I can't seem to find any good info anywhere for what I've run into. I've written a bit of code for Kohonen SOM in OpenCL, on a iMac w/ a ATI Radeon HD 6770M. I'm choosing the GPU device for the context. There is a single line in my code that is causing a CL_DEVICE_NOT_AVAILABLE
error. If I comment it out, code compiles fine... but with it, and the variations I've tried, I consistently get the error.
Here's the code, with the offending line commented:
"// THIS line, only, causes CL_DEVICE_NOT_AVAILABLE !!!".

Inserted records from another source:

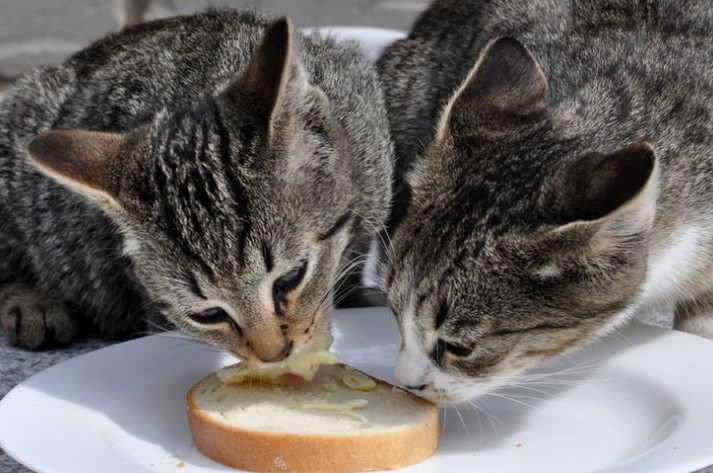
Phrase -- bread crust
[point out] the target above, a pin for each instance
(313, 453)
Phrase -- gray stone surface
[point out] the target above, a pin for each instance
(41, 31)
(34, 32)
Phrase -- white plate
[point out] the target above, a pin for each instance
(638, 402)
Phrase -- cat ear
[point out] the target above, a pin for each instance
(618, 191)
(82, 160)
(505, 89)
(274, 76)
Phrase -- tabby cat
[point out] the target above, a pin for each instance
(212, 170)
(554, 176)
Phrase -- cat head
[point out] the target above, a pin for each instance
(520, 241)
(236, 211)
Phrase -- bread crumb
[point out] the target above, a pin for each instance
(280, 464)
(357, 381)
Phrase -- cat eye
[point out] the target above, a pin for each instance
(455, 349)
(216, 315)
(286, 284)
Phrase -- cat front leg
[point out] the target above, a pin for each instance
(31, 320)
(695, 316)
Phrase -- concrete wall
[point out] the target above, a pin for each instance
(45, 31)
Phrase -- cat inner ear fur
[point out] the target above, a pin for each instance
(274, 80)
(614, 194)
(504, 91)
(86, 161)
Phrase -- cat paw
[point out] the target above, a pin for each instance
(30, 320)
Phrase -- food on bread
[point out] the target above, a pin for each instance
(300, 367)
(341, 420)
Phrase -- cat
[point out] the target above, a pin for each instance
(209, 171)
(554, 174)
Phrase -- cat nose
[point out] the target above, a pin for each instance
(284, 353)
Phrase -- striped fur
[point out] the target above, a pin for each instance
(228, 173)
(551, 156)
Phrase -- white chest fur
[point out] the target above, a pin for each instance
(674, 267)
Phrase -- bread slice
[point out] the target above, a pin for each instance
(340, 421)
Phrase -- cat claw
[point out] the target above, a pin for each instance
(30, 320)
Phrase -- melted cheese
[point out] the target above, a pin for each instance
(358, 381)
(343, 408)
(301, 367)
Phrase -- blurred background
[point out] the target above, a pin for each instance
(35, 32)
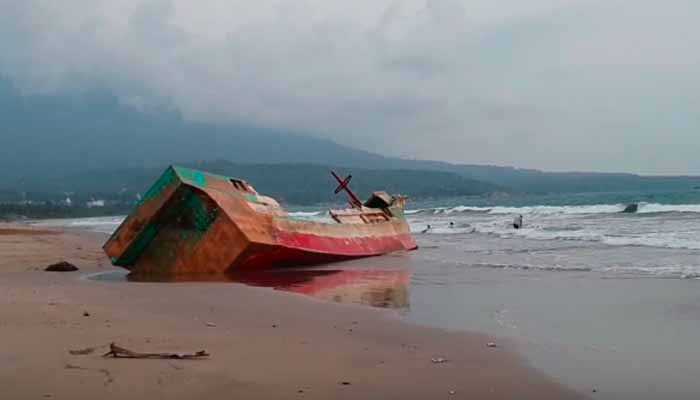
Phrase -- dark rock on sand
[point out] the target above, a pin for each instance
(631, 208)
(62, 266)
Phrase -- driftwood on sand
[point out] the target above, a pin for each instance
(120, 352)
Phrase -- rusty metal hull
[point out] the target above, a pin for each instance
(195, 222)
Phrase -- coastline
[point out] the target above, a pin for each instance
(264, 343)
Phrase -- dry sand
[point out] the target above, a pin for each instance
(264, 344)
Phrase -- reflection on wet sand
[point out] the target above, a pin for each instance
(385, 288)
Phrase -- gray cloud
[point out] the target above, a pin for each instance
(554, 84)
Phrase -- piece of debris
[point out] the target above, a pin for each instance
(62, 266)
(120, 352)
(82, 352)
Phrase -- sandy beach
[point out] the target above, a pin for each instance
(264, 344)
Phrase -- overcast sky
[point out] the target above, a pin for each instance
(606, 85)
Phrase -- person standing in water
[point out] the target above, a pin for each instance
(518, 222)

I'm hoping one of you guys has run into this at some point, as I'm a little baffled. convert_float(diff)
did not work for me.
There are bound to be computational errors, as I haven't gotten beyond the essential complete-compile step, so feel free to ignore or point those out. Either way, I'm really just trying to get beyond the compile.

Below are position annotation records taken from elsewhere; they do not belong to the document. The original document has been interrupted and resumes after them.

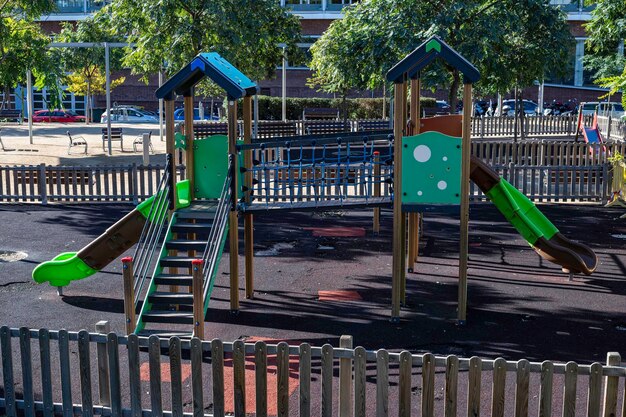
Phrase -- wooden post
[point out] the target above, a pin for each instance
(104, 391)
(611, 384)
(377, 186)
(345, 379)
(198, 299)
(398, 236)
(189, 168)
(129, 294)
(169, 141)
(248, 230)
(233, 231)
(465, 165)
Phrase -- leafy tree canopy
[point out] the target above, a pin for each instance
(245, 32)
(512, 42)
(607, 29)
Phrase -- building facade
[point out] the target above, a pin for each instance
(315, 17)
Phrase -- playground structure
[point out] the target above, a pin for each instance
(181, 232)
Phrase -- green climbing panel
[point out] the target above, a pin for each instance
(431, 169)
(210, 165)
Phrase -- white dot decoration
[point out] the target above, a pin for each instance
(422, 153)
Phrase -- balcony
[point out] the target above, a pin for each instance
(83, 7)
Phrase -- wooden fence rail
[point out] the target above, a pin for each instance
(147, 376)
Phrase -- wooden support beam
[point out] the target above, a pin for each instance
(129, 294)
(198, 298)
(248, 225)
(465, 171)
(233, 221)
(189, 156)
(398, 236)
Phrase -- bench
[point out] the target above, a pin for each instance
(268, 130)
(373, 126)
(116, 136)
(324, 127)
(323, 113)
(11, 114)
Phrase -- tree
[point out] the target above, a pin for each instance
(245, 32)
(87, 65)
(511, 42)
(22, 43)
(607, 30)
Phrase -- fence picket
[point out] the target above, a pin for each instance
(569, 389)
(217, 367)
(497, 388)
(154, 355)
(404, 386)
(85, 374)
(134, 378)
(521, 388)
(382, 383)
(327, 380)
(473, 390)
(304, 376)
(196, 377)
(239, 378)
(176, 378)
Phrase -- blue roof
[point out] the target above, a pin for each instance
(216, 68)
(424, 54)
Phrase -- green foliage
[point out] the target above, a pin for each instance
(270, 108)
(245, 32)
(22, 43)
(607, 29)
(512, 42)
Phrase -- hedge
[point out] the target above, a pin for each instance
(270, 108)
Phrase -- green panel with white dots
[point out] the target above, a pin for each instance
(431, 169)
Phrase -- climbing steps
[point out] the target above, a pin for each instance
(169, 299)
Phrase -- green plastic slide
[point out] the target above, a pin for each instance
(521, 212)
(73, 266)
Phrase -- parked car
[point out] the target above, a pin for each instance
(57, 116)
(129, 114)
(179, 114)
(508, 107)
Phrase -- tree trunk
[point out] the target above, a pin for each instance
(454, 89)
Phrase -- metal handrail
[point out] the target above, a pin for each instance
(152, 231)
(220, 219)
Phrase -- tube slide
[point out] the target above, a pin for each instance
(72, 266)
(534, 227)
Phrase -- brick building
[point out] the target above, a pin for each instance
(315, 17)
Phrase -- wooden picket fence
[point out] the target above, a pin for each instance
(81, 373)
(115, 183)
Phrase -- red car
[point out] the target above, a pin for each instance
(60, 116)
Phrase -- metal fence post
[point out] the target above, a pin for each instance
(103, 328)
(345, 379)
(42, 184)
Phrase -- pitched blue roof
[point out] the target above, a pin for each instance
(213, 66)
(424, 54)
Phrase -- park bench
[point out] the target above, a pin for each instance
(325, 127)
(76, 141)
(138, 141)
(373, 125)
(321, 113)
(116, 136)
(11, 114)
(268, 130)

inline float _calc_sample_distance(__global float* weights, ulong startIdx, uint nodeWidth, __constant float* sample) {
float accum = 0.0f;
float diff = 0.0f;
uint i = 0;
for(i = 0; i<nodeWidth; i++) {
diff = weights[startIdx+i] - sample[i];
accum += pow(diff,2);
}
accum = pow(accum, .5f);
return accum;
}
inline void _calc_coords(uint dimCount, __constant uint* dimSizes, size_t offset, uint* thisCoords) {
// reversed so, processed as xy, then y
ulong trim = offset, multi = 0;
int i = 0, j = 0;
for(i = dimCount-1; i>=0; i--) {
multi = 1;
for(j=i-1; j>=0; j--) {
multi *= dimSizes[j];
}
thisCoords[i] = trim / multi;
trim = trim % multi;
}
}
inline float _calc_map_coord_distance(uint dimCount, __constant uint* bmuCoords, uint* thisCoords) {
float accum = 0.0f;
uint i = 0;
int diff = 0;
for(i = 0; i < dimCount; i++) {
diff = bmuCoords[i] - thisCoords[i];
diff *= diff;
accum += (float)diff; // THIS line, only, causes CL_DEVICE_NOT_AVAILABLE !!!
}
accum = pow(accum,.5f);
return accum;
}
__kernel void calc_kohonen_som_distances(
// map data
__global float* weights, // weights
uint nodeWidth, // the number of weights per node
uint nodeCount, // the total number of weights
__constant float* sample, // sample, of nodeWidth wide
__global float* output // the output distance of each node to the sample
) {
size_t nodeIndex = get_global_id(0);
ulong startIdx = nodeIndex * nodeWidth;
output[nodeIndex] = _calc_sample_distance(weights,startIdx,nodeWidth,sample);
}
__kernel void calc_kohonen_som_update_weights(
// map data
__global float* weights, // weights
uint nodeWidth, // the number of weights per node
uint dimCount, // the number of dimensions
__constant uint* dimSizes, // the size of each dimension
__constant float *sampleData, // the sample to use for updating the bmu and surrounding units
__constant uint* bmuCoords, // the coordinates of the best matching unit, from which we derive offset
float learningRate, // calculated on the CPU as per step
float radius // calculated on the CPU as per step
) {
size_t nodeIndex = get_global_id(0);
ulong startIdx = nodeIndex * nodeWidth;
uint* thisCoords = (uint*)malloc(sizeof(uint)*dimCount);
memset(thisCoords,0,sizeof(uint)*dimCount);
// determine the coordinates of the offset provided
if(dimCount!=1) {
_calc_coords(dimCount,dimSizes,nodeIndex,thisCoords);
} else {
thisCoords[0] = nodeIndex;
}
float distance = _calc_map_coord_distance(dimCount, bmuCoords, thisCoords);
if(distance<radius) {
float influence = exp( (-1*distance)/(2*pow(radius,2.0f)) );
for(uint i=0;i<dimCount;i++) {
weights[startIdx+i] = weights[startIdx+i] + ( influence * learningRate * (sampleData[i] - weights[startIdx+i]) );
}
}
}